Ainsi, la déclaration de cette erreur évitée ou presque accident a permis la mise en place de procédures simples et applicables qui seront utiles non seulement au type de conditionnement décrit mais aussi à d’autres protocoles. Une telle analyse a permis d’identifier un risque pour d’autres patients et d’autres types de traitement(1). Une évaluation des mesures mises en place devra être programmée.

De plus, l’analyse d’un événement n’ayant pas eu lieu permet une approche plus sereine par les membres de l’équipe que dans le cas d’une erreur ayant eu lieu, en particulier si cette dernière a entraîné des conséquences pour le patient.

1- Voir sur la gestion des risques les références suivantes : – Barach P., Small SD. « Reporting and preventing medical mishaps : lessons from non-medical near miss reporting systems », BMJ, 2000, (320), 759-763. – Article D. 4135-2 du code de la santé publique. – HAS « Amélioration des pratiques et sécurité des soins. La sécurité des patients. Mettre en œuvre la gestion des risques associés aux soins en établissement de santé. Des concepts à la pratique. Partie 5 : des fiches techniques pour faciliter la mise en œuvre » http://bit.ly/1PhaxQy

REPÈRE

Le « presque accident » (near miss) est un évènement indésirable survenant au cours de la réalisation d’une action et qui finit par se neutraliser (spontanément ou par action volontaire) avant même la survenue de conséquences.

Ce concept est à rapprocher de l’expression « évènement porteur de risque » (EPR) utilisée dans l’accréditation de la qualité et de la pratique professionnelle des médecins et équipes médicales dans les disciplines dites à risques.

PROTOCOLE

La préparation des chimiothérapies

Le service d’hématologie-oncologie compte 40 lits d’hospitalisation répartis en quatre unités d’hospitalisation et un hôpital de jour. Plus de neuf enfants sur dix accueillis dans le service sont pris en charge pour une pathologie hématologique maligne ou une tumeur maligne. Le service est doté d’une unité de préparation des anti-cancéreux (Upac), située au même étage qu’une des unités d’hospitalisation conventionnelle. Elle est ouverte tous les jours de la semaine de 9 h à 18 h et fermée le week-end.

→ La quasti-totalité des chimiothérapies dispose d’une stabilité de plusieurs jours après reconstitution et sont donc préparées le vendredi pour le samedi ou le dimanche. Seuls quelques médicaments, de courte stabilité après reconstitution et les chimiothérapies nécessitantd’être administrées lors de situation d’urgence sont préparées par les infirmières du service qui sont toutes formées.

→ La chimiothérapie est prescrite à l’aide du module « Chimio » du logiciel Phédra, si possible 24 à 48 h avant la cure afin de permettre à la pharmacie d’anticiper la préparation. Un accord signé pour l’administration des médicaments anti-cancéreux est donné chaque jour par un médecin senior après évaluation de la situation clinique de l’enfant et lecture des examens complémentaires nécessaires.

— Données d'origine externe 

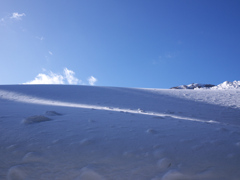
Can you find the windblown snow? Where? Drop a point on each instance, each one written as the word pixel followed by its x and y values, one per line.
pixel 104 133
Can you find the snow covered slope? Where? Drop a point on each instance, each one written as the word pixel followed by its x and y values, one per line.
pixel 228 85
pixel 193 86
pixel 82 133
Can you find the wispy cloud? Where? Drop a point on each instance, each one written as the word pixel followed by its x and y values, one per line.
pixel 165 57
pixel 67 77
pixel 92 80
pixel 17 16
pixel 50 78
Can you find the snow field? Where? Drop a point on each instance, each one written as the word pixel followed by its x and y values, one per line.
pixel 80 132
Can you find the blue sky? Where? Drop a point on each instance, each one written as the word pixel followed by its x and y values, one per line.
pixel 124 43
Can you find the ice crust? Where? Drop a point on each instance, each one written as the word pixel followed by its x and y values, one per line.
pixel 85 132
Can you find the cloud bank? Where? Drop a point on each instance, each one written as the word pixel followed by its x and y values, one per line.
pixel 67 77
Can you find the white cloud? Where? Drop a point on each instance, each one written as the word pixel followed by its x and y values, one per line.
pixel 17 16
pixel 92 80
pixel 50 78
pixel 69 76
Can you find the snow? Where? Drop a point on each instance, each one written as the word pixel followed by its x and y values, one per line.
pixel 197 86
pixel 228 85
pixel 88 132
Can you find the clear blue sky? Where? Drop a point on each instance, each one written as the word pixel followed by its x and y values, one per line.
pixel 125 43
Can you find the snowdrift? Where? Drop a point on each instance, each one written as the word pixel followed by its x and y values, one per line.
pixel 85 132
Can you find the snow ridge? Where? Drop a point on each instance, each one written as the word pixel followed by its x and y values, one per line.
pixel 224 85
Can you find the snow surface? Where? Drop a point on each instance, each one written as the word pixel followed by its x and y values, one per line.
pixel 224 85
pixel 228 85
pixel 103 133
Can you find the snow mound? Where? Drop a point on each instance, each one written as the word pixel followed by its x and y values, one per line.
pixel 193 86
pixel 52 113
pixel 224 85
pixel 228 85
pixel 35 119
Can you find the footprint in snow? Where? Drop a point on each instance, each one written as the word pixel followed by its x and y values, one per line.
pixel 35 119
pixel 52 113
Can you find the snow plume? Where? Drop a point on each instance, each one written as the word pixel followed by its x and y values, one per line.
pixel 228 85
pixel 17 16
pixel 67 77
pixel 92 80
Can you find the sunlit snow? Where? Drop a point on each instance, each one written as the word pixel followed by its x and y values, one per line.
pixel 87 132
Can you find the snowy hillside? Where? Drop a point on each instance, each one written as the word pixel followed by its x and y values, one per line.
pixel 224 85
pixel 193 86
pixel 84 132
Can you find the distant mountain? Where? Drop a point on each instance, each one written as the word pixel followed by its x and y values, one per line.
pixel 224 85
pixel 193 86
pixel 228 85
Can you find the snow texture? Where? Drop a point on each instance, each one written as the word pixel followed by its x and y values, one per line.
pixel 103 133
pixel 224 85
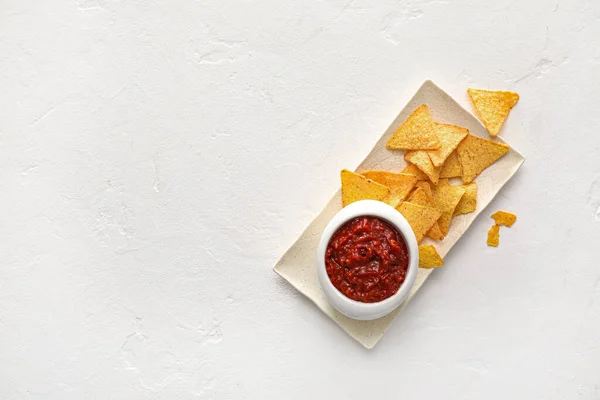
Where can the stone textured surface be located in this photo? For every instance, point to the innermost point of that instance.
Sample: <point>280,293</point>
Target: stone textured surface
<point>157,157</point>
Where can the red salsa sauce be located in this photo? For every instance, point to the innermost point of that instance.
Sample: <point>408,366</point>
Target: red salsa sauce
<point>367,259</point>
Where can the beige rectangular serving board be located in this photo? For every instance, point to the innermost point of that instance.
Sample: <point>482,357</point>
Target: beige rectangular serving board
<point>298,264</point>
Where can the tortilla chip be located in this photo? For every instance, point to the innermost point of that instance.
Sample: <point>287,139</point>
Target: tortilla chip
<point>356,187</point>
<point>421,197</point>
<point>420,218</point>
<point>468,203</point>
<point>435,232</point>
<point>494,236</point>
<point>446,199</point>
<point>412,169</point>
<point>451,168</point>
<point>429,257</point>
<point>492,107</point>
<point>449,136</point>
<point>416,133</point>
<point>423,162</point>
<point>400,185</point>
<point>427,189</point>
<point>504,218</point>
<point>476,154</point>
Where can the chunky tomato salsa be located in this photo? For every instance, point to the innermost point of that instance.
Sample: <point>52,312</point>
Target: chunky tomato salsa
<point>367,259</point>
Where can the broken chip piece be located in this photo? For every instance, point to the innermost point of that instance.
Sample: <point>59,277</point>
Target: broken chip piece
<point>494,236</point>
<point>476,154</point>
<point>492,107</point>
<point>504,218</point>
<point>399,184</point>
<point>429,257</point>
<point>356,187</point>
<point>416,133</point>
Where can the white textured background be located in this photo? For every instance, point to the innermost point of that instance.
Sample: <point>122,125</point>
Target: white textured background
<point>157,157</point>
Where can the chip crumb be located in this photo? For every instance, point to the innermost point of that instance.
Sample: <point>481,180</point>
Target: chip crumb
<point>504,218</point>
<point>429,257</point>
<point>494,236</point>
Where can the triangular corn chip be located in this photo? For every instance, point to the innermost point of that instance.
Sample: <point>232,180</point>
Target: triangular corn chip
<point>435,232</point>
<point>400,185</point>
<point>492,107</point>
<point>429,257</point>
<point>504,218</point>
<point>427,189</point>
<point>468,203</point>
<point>449,136</point>
<point>420,218</point>
<point>412,169</point>
<point>356,187</point>
<point>424,197</point>
<point>451,168</point>
<point>476,154</point>
<point>446,199</point>
<point>416,133</point>
<point>494,236</point>
<point>421,159</point>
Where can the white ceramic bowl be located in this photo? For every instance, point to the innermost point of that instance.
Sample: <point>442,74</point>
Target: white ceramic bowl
<point>356,309</point>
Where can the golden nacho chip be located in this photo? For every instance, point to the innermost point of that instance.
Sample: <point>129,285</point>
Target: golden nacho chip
<point>429,257</point>
<point>446,199</point>
<point>420,218</point>
<point>451,168</point>
<point>421,159</point>
<point>421,197</point>
<point>504,218</point>
<point>412,169</point>
<point>468,203</point>
<point>494,236</point>
<point>492,107</point>
<point>400,185</point>
<point>476,154</point>
<point>427,189</point>
<point>435,232</point>
<point>416,133</point>
<point>356,187</point>
<point>449,136</point>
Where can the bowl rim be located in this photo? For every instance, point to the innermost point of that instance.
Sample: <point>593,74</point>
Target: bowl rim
<point>356,309</point>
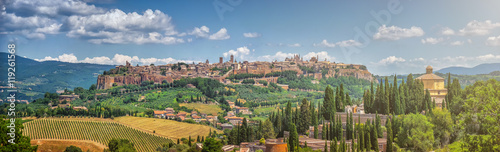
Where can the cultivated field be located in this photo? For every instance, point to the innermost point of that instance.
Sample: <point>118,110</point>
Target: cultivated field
<point>203,108</point>
<point>98,131</point>
<point>52,145</point>
<point>167,128</point>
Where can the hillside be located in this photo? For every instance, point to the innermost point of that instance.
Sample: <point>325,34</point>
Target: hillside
<point>479,69</point>
<point>98,131</point>
<point>168,128</point>
<point>35,78</point>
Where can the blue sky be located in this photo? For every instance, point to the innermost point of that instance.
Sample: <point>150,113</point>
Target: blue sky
<point>416,34</point>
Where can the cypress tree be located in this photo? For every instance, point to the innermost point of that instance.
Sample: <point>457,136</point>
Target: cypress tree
<point>294,137</point>
<point>389,136</point>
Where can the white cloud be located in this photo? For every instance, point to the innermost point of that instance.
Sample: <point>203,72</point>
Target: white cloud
<point>321,56</point>
<point>447,31</point>
<point>345,43</point>
<point>204,32</point>
<point>400,65</point>
<point>63,58</point>
<point>396,33</point>
<point>52,8</point>
<point>493,41</point>
<point>456,43</point>
<point>240,52</point>
<point>252,35</point>
<point>294,45</point>
<point>478,28</point>
<point>390,60</point>
<point>200,32</point>
<point>431,40</point>
<point>116,26</point>
<point>220,35</point>
<point>118,59</point>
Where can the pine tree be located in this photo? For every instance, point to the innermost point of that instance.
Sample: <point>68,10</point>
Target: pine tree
<point>378,125</point>
<point>333,145</point>
<point>305,117</point>
<point>389,136</point>
<point>374,138</point>
<point>294,137</point>
<point>329,105</point>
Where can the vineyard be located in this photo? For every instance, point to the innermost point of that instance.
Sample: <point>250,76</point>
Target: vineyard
<point>99,131</point>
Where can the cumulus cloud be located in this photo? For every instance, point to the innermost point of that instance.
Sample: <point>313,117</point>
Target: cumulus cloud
<point>321,56</point>
<point>252,35</point>
<point>240,52</point>
<point>204,32</point>
<point>447,31</point>
<point>390,60</point>
<point>345,43</point>
<point>391,64</point>
<point>220,35</point>
<point>116,26</point>
<point>294,45</point>
<point>396,33</point>
<point>52,8</point>
<point>431,40</point>
<point>478,28</point>
<point>457,43</point>
<point>493,41</point>
<point>118,59</point>
<point>34,19</point>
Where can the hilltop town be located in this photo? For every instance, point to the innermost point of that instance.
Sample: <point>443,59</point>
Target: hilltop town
<point>128,74</point>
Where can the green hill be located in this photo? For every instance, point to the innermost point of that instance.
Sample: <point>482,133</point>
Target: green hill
<point>35,78</point>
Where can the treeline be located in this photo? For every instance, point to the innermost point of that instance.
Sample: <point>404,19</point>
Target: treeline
<point>240,76</point>
<point>409,97</point>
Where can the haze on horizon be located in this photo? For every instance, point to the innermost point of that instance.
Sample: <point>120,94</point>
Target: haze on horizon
<point>387,36</point>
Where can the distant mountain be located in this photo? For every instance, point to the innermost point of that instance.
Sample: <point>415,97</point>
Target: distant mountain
<point>35,78</point>
<point>480,69</point>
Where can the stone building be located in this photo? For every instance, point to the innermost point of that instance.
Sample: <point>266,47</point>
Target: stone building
<point>435,85</point>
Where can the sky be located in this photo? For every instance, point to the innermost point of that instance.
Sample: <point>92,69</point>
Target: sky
<point>388,36</point>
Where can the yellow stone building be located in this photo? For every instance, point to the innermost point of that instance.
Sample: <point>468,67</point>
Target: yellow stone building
<point>435,85</point>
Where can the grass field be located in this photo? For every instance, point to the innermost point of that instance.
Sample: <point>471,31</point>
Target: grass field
<point>98,131</point>
<point>53,145</point>
<point>203,108</point>
<point>167,128</point>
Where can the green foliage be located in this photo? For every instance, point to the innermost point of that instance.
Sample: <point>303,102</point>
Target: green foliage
<point>480,121</point>
<point>22,143</point>
<point>248,81</point>
<point>73,149</point>
<point>268,130</point>
<point>416,133</point>
<point>293,141</point>
<point>212,145</point>
<point>305,117</point>
<point>121,145</point>
<point>443,126</point>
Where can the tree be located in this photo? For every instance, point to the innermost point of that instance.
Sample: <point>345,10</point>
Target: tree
<point>417,132</point>
<point>328,108</point>
<point>73,149</point>
<point>121,145</point>
<point>389,135</point>
<point>268,130</point>
<point>294,138</point>
<point>212,145</point>
<point>22,143</point>
<point>243,134</point>
<point>480,118</point>
<point>443,126</point>
<point>305,117</point>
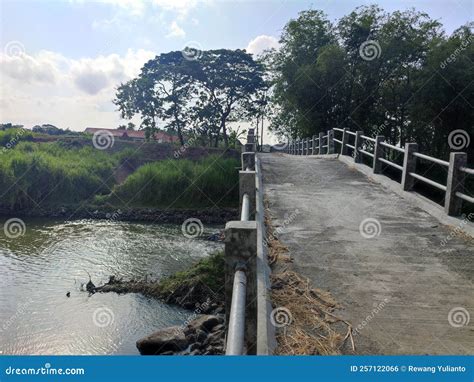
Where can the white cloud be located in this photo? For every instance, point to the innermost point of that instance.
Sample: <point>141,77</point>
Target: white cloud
<point>176,31</point>
<point>261,43</point>
<point>50,88</point>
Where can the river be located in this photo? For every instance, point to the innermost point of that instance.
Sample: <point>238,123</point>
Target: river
<point>52,258</point>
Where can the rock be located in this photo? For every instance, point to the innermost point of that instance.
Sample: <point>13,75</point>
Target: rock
<point>217,328</point>
<point>201,335</point>
<point>215,339</point>
<point>206,323</point>
<point>171,339</point>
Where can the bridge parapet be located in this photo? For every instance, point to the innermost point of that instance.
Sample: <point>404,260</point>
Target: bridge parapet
<point>247,283</point>
<point>377,150</point>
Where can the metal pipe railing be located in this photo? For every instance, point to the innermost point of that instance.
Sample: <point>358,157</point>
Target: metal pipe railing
<point>385,144</point>
<point>367,138</point>
<point>431,159</point>
<point>366,153</point>
<point>467,170</point>
<point>245,213</point>
<point>236,332</point>
<point>465,197</point>
<point>429,181</point>
<point>391,164</point>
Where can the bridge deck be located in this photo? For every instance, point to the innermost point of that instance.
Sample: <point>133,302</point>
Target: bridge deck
<point>324,202</point>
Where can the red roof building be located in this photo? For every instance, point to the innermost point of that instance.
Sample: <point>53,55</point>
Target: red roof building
<point>159,136</point>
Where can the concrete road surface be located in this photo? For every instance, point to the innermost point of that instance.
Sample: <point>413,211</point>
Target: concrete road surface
<point>406,287</point>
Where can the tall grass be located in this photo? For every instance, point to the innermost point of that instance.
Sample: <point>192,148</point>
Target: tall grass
<point>183,183</point>
<point>34,175</point>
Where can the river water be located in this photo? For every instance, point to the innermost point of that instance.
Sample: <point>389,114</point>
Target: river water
<point>54,257</point>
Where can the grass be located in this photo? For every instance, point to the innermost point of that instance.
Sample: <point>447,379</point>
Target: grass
<point>209,271</point>
<point>49,174</point>
<point>43,175</point>
<point>183,183</point>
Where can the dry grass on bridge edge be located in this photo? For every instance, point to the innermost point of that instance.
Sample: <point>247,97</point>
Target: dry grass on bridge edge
<point>307,325</point>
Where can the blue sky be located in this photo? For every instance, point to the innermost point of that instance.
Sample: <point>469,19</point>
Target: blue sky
<point>62,59</point>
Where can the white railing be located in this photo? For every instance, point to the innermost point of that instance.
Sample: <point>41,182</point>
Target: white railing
<point>456,165</point>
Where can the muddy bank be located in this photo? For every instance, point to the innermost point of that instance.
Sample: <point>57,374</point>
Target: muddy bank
<point>198,289</point>
<point>206,216</point>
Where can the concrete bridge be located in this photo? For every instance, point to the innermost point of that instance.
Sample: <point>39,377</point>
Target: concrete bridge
<point>400,266</point>
<point>391,260</point>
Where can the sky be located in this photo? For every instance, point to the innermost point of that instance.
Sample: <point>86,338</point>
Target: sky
<point>62,60</point>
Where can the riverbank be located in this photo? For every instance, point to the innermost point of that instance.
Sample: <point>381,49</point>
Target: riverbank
<point>155,215</point>
<point>199,289</point>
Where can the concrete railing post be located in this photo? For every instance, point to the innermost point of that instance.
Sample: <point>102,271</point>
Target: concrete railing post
<point>455,183</point>
<point>345,141</point>
<point>241,253</point>
<point>330,142</point>
<point>409,165</point>
<point>379,152</point>
<point>247,186</point>
<point>248,161</point>
<point>249,148</point>
<point>358,145</point>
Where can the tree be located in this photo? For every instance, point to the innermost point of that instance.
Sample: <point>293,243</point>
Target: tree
<point>230,80</point>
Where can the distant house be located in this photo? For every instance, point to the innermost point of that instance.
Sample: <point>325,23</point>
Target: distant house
<point>159,136</point>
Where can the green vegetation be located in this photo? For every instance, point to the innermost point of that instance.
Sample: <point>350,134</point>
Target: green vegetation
<point>41,175</point>
<point>395,74</point>
<point>33,175</point>
<point>182,183</point>
<point>209,271</point>
<point>10,137</point>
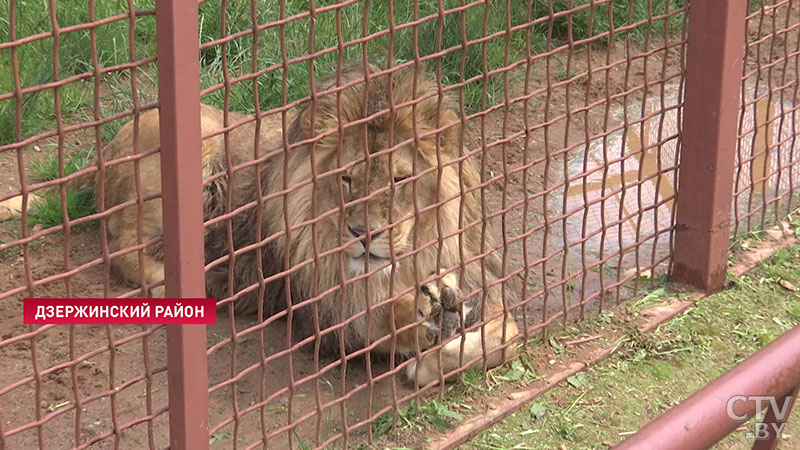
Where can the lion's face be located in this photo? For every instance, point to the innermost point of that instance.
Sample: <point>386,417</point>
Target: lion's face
<point>380,196</point>
<point>388,180</point>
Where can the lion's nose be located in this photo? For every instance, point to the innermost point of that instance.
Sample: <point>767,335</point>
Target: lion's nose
<point>360,231</point>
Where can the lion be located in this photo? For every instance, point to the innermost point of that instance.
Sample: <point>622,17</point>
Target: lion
<point>407,221</point>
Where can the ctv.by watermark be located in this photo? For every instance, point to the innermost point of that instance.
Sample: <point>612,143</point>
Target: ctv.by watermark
<point>762,430</point>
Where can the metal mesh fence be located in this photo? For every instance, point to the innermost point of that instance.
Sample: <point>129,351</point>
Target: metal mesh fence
<point>393,192</point>
<point>766,152</point>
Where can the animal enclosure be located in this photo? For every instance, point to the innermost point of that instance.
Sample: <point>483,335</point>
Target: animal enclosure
<point>528,154</point>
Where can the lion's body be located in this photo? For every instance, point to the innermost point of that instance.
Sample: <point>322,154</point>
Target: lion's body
<point>403,216</point>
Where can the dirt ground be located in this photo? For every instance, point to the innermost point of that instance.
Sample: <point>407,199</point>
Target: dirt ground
<point>84,382</point>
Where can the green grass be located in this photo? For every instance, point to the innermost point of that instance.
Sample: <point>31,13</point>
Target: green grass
<point>36,58</point>
<point>651,373</point>
<point>46,169</point>
<point>47,209</point>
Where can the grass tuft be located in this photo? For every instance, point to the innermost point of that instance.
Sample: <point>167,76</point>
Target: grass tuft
<point>47,209</point>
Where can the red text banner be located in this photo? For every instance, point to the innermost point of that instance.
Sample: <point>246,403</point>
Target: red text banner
<point>74,311</point>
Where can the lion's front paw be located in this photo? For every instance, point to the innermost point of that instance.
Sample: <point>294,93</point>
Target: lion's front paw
<point>445,317</point>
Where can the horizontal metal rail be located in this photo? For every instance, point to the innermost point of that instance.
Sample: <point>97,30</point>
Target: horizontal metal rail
<point>719,408</point>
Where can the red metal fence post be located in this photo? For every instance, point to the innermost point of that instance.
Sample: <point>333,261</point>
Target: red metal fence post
<point>711,110</point>
<point>181,181</point>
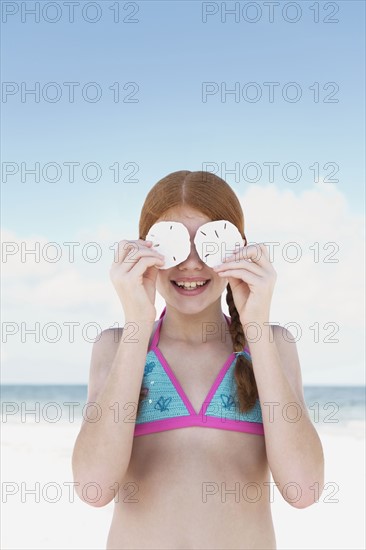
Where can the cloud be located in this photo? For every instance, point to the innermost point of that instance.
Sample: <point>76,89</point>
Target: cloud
<point>309,293</point>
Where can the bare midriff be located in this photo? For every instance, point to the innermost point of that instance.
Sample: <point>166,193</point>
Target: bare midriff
<point>194,488</point>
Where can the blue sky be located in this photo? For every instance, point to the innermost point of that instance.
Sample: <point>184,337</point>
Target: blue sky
<point>169,53</point>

→ Lorsqu’une chimiothérapie comporte plusieurs doses, un compte est réalisé sur la feuille de surveillance de l’enfant (exemple Vepeside 3/5). Les produits préparés par la pharmacie comportent une étiquette détachable qui permet à l’infirmière, à la réception du produit, de contrôler la concordance entre le produit livré et la prescription. Cette étiquette est apposée sur la feuille de surveillance quotidienne au moment de l’administration dans une zone prévue à cet effet. Quand les infirmières préparent la chimiothérapie, elles notent dans cette zone, le calcul de dose et le contrôle par le collègue. Que la chimiothérapie soit préparée par la pharmacie ou par elles-mêmes, les infirmières valident par ailleurs l’administration dans le plan infirmier du logiciel Phédra.

→ Circuit et contrôles d’une chimiothérapie

– Prescription par le médecin dans le module « Chimio » de Phédra.

– Validation par le pharmacien.

– Préparation en unité de reconstitution avec dosages, pesées…

– Examen clinique de l’enfant et visualisation des résultats biologiques.

– Validation d’un médecin senior habilité à la chimiothérapie (« ok médical »).

– Contrôle par l’infirmière de la concordance entre la préparation livrée et la prescription.

– Apposition de l’étiquette de préparation de la chimiothérapie sur la feuille de surveillance quotidienne.

– Validation de la dose administrée dans le module infirmier Phédra.